Hurricane Could Devastate New York, U.S. Economy, Experts Warn

May 19, 2006

Forecasters are warning that a hurricane making landfall at or near New York City could cause catastrophic damage in the U.S.'s largest urban center.

While a storm is unlikely to make direct landfall on Manhattan, a nearby storm would cause extensive flooding and heavy storm surges, experts say.

Even a minimal hurricane could put the runways at John F. Kennedy Airport underwater, and the battering action of wind-driven waves could cause significant damage to buildings, says Stephen Baig, a storm surge specialist with the National Hurricane Center in Miami.

A minor hurricane could also cause flooding throughout Lower Manhattan, depending on how the storm approached and whether it arrived at high or low tide.

Making matters worse, many New York residents may not realize how severely they could be affected by a hurricane.

Scott Mandia, a professor of physical sciences at Suffolk County Community College in Selden, says Long Island's 4 million residents could be surprised by the aftermath of a storm.

"What I think they don't understand is how many days and weeks after a hurricane that their lives will be completely changed," Mandia said.

"People who live away from the water think a hurricane will mean one day away from work, then back to normal."

"There will be an economic shutdown for a few weeks, if not a month," he said. "The economic standstill will be the biggest surprise for people."

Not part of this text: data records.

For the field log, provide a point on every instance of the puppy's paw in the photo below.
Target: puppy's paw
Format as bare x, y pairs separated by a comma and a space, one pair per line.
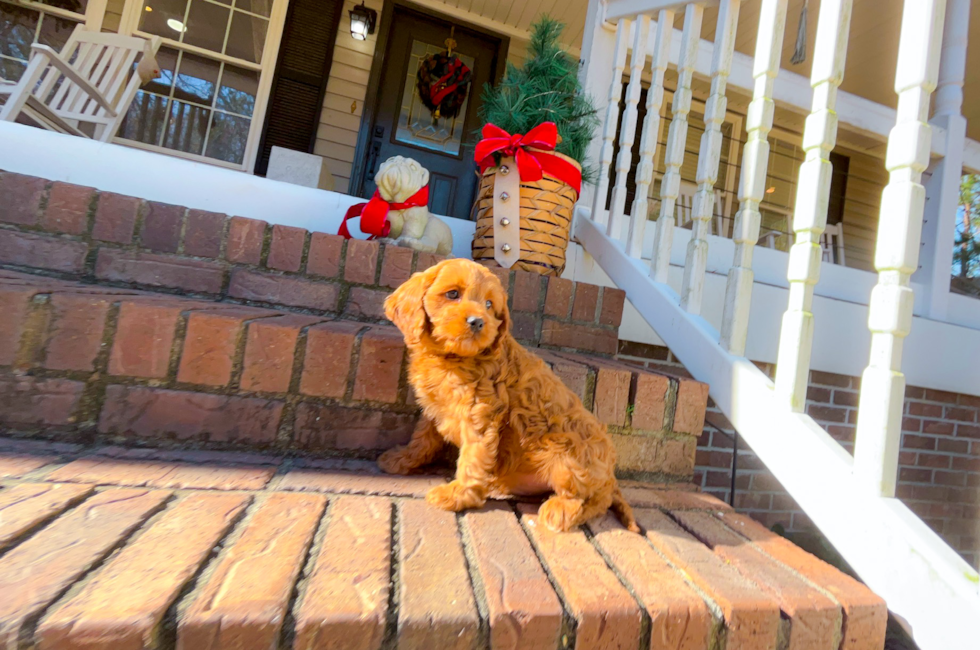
453, 496
560, 514
396, 461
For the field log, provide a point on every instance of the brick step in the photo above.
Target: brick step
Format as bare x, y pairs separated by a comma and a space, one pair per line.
121, 241
171, 551
80, 360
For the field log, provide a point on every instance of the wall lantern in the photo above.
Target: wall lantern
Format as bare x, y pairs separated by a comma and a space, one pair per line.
362, 20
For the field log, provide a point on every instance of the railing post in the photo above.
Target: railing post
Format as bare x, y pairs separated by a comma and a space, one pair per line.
755, 164
879, 427
595, 61
708, 156
609, 126
676, 141
943, 183
810, 209
651, 130
627, 132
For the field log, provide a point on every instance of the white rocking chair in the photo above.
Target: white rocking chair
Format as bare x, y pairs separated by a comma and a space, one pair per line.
92, 81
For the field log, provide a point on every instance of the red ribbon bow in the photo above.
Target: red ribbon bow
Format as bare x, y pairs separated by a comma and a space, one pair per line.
529, 150
374, 213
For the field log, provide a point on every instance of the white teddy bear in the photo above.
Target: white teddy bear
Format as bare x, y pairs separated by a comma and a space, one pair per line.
397, 179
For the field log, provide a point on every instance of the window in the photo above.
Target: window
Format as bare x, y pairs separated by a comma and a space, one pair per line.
214, 77
725, 187
25, 23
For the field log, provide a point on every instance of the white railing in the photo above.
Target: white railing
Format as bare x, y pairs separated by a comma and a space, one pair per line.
850, 499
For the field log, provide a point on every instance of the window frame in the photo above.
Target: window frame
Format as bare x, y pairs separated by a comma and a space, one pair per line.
129, 25
92, 18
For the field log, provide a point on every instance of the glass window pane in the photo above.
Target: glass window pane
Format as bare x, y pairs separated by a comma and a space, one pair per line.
247, 37
238, 89
186, 128
197, 78
167, 59
261, 7
55, 31
163, 17
17, 27
206, 25
229, 134
78, 6
146, 117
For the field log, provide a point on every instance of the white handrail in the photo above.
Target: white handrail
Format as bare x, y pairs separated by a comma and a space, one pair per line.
922, 579
612, 114
755, 165
879, 427
708, 157
617, 205
651, 131
671, 182
812, 197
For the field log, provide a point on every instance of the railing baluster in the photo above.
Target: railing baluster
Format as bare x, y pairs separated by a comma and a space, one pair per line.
676, 141
755, 164
708, 156
879, 426
599, 214
627, 134
651, 130
812, 196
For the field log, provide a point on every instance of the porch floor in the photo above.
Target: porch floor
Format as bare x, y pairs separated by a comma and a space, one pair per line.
106, 547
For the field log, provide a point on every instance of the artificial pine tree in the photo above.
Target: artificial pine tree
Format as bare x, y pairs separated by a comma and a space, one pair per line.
545, 89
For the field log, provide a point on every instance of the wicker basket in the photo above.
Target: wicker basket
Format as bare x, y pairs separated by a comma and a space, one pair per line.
546, 218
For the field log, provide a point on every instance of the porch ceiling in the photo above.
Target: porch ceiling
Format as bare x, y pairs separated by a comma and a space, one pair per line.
871, 54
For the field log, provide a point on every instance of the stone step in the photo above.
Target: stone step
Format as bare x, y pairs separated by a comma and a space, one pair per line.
80, 360
121, 241
223, 550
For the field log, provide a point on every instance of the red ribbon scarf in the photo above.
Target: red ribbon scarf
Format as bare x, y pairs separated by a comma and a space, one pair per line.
374, 213
529, 150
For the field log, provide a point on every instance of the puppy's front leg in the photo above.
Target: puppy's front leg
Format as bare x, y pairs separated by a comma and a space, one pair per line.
421, 450
477, 460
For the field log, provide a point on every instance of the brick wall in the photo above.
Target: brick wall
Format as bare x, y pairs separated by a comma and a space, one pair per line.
113, 240
939, 461
79, 361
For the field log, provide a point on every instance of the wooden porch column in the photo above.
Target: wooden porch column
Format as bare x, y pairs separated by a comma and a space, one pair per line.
943, 175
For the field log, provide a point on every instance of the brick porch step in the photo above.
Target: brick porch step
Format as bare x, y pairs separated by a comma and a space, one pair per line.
80, 360
110, 548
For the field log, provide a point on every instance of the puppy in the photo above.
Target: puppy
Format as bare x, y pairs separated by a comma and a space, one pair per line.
519, 430
397, 179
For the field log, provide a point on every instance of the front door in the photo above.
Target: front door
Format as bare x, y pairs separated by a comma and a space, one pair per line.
403, 126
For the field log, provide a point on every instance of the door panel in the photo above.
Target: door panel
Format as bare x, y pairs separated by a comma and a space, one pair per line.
404, 127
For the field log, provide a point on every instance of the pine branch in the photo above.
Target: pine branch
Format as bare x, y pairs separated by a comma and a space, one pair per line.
545, 88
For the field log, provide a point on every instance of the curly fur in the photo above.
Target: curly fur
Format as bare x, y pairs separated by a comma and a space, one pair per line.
519, 430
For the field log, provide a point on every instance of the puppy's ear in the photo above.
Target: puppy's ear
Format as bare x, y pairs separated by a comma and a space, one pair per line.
405, 306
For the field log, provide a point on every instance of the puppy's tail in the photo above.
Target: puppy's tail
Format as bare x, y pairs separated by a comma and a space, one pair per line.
623, 511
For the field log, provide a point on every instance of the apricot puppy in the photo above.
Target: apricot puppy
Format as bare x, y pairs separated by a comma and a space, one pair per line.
519, 430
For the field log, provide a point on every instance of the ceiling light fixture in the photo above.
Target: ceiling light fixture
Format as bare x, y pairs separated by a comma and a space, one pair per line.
362, 21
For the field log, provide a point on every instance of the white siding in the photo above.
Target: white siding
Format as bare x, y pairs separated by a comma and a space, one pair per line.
343, 103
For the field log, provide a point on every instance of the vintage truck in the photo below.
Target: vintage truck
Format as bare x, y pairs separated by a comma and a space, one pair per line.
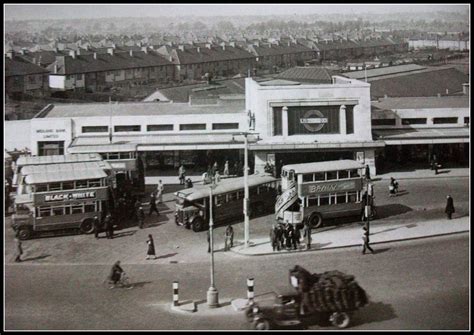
330, 297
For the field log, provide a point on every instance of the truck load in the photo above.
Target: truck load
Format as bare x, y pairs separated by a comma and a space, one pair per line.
331, 291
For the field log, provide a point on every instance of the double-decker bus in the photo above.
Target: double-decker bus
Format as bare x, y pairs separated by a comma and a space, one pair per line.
126, 162
192, 204
317, 191
24, 161
58, 200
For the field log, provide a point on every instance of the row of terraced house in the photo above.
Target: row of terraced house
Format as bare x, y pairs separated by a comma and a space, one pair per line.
97, 69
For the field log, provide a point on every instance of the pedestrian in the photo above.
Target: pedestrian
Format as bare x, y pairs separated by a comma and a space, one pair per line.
366, 245
141, 217
208, 242
159, 193
182, 174
229, 238
109, 226
449, 207
367, 172
151, 247
280, 237
273, 238
153, 207
189, 183
97, 227
307, 234
226, 168
19, 249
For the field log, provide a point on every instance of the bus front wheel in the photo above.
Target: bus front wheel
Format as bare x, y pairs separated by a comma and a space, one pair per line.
198, 224
316, 220
87, 226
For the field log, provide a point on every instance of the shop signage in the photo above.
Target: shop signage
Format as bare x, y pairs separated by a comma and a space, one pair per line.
313, 120
327, 187
69, 196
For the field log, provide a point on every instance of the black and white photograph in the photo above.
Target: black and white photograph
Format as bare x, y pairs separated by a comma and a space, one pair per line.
236, 167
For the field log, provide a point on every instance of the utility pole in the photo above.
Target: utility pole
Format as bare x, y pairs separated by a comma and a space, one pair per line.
212, 293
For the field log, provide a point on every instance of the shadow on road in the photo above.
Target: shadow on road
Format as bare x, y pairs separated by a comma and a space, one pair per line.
374, 312
35, 258
385, 211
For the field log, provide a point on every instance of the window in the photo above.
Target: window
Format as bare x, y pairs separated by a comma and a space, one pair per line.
58, 211
88, 208
219, 200
81, 183
95, 129
341, 198
218, 126
331, 175
442, 120
319, 176
324, 200
119, 129
54, 186
44, 211
354, 173
352, 197
350, 119
410, 121
94, 183
192, 126
159, 127
76, 209
41, 188
383, 122
312, 202
343, 174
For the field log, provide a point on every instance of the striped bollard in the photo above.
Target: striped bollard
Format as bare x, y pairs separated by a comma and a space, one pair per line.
250, 292
175, 293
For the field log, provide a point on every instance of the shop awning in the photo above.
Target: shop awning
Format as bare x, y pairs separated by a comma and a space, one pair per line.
166, 142
422, 135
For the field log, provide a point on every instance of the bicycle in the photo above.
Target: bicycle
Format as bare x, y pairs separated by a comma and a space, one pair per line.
124, 282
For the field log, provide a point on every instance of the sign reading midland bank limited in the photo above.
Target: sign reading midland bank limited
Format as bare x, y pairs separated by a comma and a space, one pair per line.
308, 189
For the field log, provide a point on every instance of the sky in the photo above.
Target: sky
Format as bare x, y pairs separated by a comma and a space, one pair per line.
72, 11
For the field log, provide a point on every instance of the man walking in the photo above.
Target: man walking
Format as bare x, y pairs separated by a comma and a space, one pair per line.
141, 217
19, 249
307, 234
153, 207
229, 238
96, 226
109, 226
449, 210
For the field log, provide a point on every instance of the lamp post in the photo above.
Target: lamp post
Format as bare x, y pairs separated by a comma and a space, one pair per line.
212, 293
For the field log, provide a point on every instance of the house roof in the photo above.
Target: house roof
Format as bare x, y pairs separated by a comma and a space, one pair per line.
424, 83
319, 75
106, 62
138, 109
20, 67
422, 102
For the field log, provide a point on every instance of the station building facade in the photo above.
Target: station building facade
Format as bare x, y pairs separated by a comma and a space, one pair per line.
285, 122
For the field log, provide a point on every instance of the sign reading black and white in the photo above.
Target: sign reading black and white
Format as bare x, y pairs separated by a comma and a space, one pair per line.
69, 196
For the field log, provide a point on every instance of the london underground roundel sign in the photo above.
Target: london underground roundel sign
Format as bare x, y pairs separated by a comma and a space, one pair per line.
313, 120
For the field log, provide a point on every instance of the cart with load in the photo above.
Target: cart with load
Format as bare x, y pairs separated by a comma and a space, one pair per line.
330, 296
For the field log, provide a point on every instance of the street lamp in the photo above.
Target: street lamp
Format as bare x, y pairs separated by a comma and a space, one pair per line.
212, 294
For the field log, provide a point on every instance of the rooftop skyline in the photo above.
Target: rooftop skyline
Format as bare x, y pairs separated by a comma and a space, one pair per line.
78, 11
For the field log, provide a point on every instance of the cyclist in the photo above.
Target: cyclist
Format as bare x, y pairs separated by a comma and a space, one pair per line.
116, 273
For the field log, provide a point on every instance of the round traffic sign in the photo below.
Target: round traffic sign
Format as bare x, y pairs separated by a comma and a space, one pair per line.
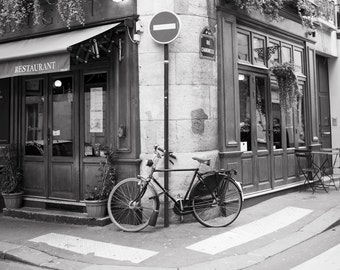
164, 27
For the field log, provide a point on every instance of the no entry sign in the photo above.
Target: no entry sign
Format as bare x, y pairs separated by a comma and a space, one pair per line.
164, 27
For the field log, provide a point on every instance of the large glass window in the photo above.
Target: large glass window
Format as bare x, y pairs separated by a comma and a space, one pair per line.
95, 101
245, 113
34, 117
62, 128
243, 46
261, 113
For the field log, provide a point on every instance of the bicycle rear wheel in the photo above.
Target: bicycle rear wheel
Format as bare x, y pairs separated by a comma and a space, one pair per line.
221, 210
127, 213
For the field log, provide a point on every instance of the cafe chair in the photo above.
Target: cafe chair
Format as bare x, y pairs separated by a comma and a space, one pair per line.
308, 169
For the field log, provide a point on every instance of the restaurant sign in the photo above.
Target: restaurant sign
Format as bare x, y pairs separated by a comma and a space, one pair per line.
35, 65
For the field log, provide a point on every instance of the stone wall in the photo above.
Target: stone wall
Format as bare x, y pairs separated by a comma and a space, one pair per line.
192, 88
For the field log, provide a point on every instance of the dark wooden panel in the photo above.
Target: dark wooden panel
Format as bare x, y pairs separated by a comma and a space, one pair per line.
247, 172
62, 184
34, 180
291, 165
90, 176
263, 168
5, 85
278, 167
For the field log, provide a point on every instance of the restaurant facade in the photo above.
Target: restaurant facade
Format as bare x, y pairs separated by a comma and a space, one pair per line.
67, 94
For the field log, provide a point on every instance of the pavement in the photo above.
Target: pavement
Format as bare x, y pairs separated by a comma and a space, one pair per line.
261, 231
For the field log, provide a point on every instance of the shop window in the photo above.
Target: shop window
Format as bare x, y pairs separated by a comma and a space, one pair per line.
62, 127
298, 61
243, 46
245, 112
274, 53
95, 104
301, 118
34, 117
259, 50
261, 113
286, 54
5, 85
276, 115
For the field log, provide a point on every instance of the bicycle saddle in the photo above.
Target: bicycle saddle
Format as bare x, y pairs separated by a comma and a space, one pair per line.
201, 160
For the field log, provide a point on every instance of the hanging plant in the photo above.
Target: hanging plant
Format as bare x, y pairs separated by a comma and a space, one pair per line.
19, 12
71, 10
268, 7
288, 85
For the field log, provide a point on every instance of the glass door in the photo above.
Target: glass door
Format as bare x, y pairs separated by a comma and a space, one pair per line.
61, 133
255, 136
51, 164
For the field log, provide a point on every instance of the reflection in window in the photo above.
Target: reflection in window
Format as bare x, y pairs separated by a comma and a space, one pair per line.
34, 117
276, 115
261, 113
301, 118
62, 128
95, 104
298, 61
259, 50
245, 115
243, 46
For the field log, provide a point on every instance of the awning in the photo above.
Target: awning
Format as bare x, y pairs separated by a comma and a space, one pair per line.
43, 55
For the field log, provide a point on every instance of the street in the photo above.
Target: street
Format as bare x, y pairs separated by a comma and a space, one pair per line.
289, 228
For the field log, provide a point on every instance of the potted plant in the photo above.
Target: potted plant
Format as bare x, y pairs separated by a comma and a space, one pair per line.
97, 195
11, 177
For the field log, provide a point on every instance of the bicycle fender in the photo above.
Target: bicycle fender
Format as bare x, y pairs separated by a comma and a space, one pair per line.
238, 184
154, 216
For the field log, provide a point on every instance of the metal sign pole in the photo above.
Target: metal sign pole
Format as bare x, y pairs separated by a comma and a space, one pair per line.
166, 132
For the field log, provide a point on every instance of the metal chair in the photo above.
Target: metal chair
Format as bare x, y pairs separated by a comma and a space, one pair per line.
311, 172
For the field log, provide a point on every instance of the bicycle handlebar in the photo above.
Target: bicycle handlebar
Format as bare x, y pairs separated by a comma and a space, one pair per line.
158, 148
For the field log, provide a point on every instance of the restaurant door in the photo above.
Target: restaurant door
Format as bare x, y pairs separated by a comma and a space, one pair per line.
260, 132
50, 129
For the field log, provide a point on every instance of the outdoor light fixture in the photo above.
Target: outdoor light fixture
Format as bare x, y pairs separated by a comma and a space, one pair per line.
57, 83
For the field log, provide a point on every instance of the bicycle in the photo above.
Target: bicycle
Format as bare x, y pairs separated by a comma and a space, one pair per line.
215, 198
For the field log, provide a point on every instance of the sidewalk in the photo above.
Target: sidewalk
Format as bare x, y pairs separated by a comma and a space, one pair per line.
169, 246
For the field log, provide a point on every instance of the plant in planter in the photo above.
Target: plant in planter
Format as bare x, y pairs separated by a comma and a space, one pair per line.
97, 195
270, 8
11, 177
288, 85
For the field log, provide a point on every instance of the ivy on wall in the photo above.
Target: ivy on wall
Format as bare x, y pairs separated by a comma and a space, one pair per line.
18, 12
308, 10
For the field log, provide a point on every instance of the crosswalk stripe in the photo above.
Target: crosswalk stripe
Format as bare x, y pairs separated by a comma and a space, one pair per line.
328, 260
250, 231
100, 249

Gregory Caronia, director of emergency preparedness for Nassau County on Long Island, said he tells Nassau County residents to be prepared to survive for at least four or five days on their own after a hurricane.

"We have so many people here and limited resources," Caronia said.

"Response within hours is not feasible. Within eight hours after a hurricane, we might be able to get some sort of reconnaissance [of the damage]. Beyond that, it might be a day or two or three before we can get help to them."